Canadian singer songwriter Leonard Cohen dead at 82
Leonard Cohen, the Jewish-Canadian singer songwriter whose Jewish-infused work became a soundtrack for melancholy, has died. He was 82.
“It is with profound sorrow we report that legendary poet, songwriter and artist, Leonard Cohen has passed away,” his Facebook page said late Thursday November 10. “We have lost one of music’s most revered and prolific visionaries.”
It did not give a cause of death, but said there would be a funeral in Los Angeles in coming days.
Cohen, born in 1934 in Montreal, was playing folk guitar by the time he was 15, when he learned the resistance song, “The Partisan,” working at a camp, from an older friend.

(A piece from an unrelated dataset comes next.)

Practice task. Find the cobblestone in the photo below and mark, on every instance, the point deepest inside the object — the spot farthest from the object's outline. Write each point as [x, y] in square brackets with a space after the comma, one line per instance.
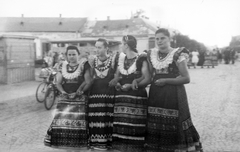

“We sang together every morning, going through The People’s Song Book from cover to cover,” he recalled in his first “Best Of” compilation in 1975. “I developed the curious notion that the Nazis were overthrown by music.”
As a student at McGill University, he became part of Montreal’s burgeoning alternative art scene, one bursting with nervous energy at a time that tensions between Quebec’s French and English speakers were coming to the fore.
His influences included Irving Layton, the seminal Canadian Jewish poet who taught at McGill, and like Cohen, grappled with the tensions between the secular world and the temptations of faith.
He began to publish poetry and then novels, and was noticed by the national Canadian press. Moving to New York in the late 1960s (his song, “Chelsea Hotel,” is about his stay and that notorious refuge for the inspired, the insane and the indigent), he began to put his words to music.
“Suzanne,” about the devastating platonic affair with a friend’s wife that was a factor in his leaving Montreal, was recorded by Judy Collins and became a hit; his career was launched.
Cohen sang in his limited bass, and wrote his songs so he could sing them; they would have been dirges but for their surprising lyrical turns and their reckoning with joy in unexpected places.
In “Bird on the Wire,” one of his most covered songs, he recovers from a crippling guilt when he finds inspiration in a beggar, and then in a prostitute: “And a pretty woman, leaning in her darkened door/ She cried to me, ‘Hey why not ask for more.’”
Cohen embraced Buddhism, but never stopped saying he was Jewish. His music more often than not dealt directly not just with his faith, but with his Jewish people’s story.
His most famous song, covered hundreds of times, is “Hallelujah” – he has said its unpublished verses are endless, but in its recorded version, it is about the sacred anguish felt by King David as he contemplates the beauty of the forbidden Bathsheba.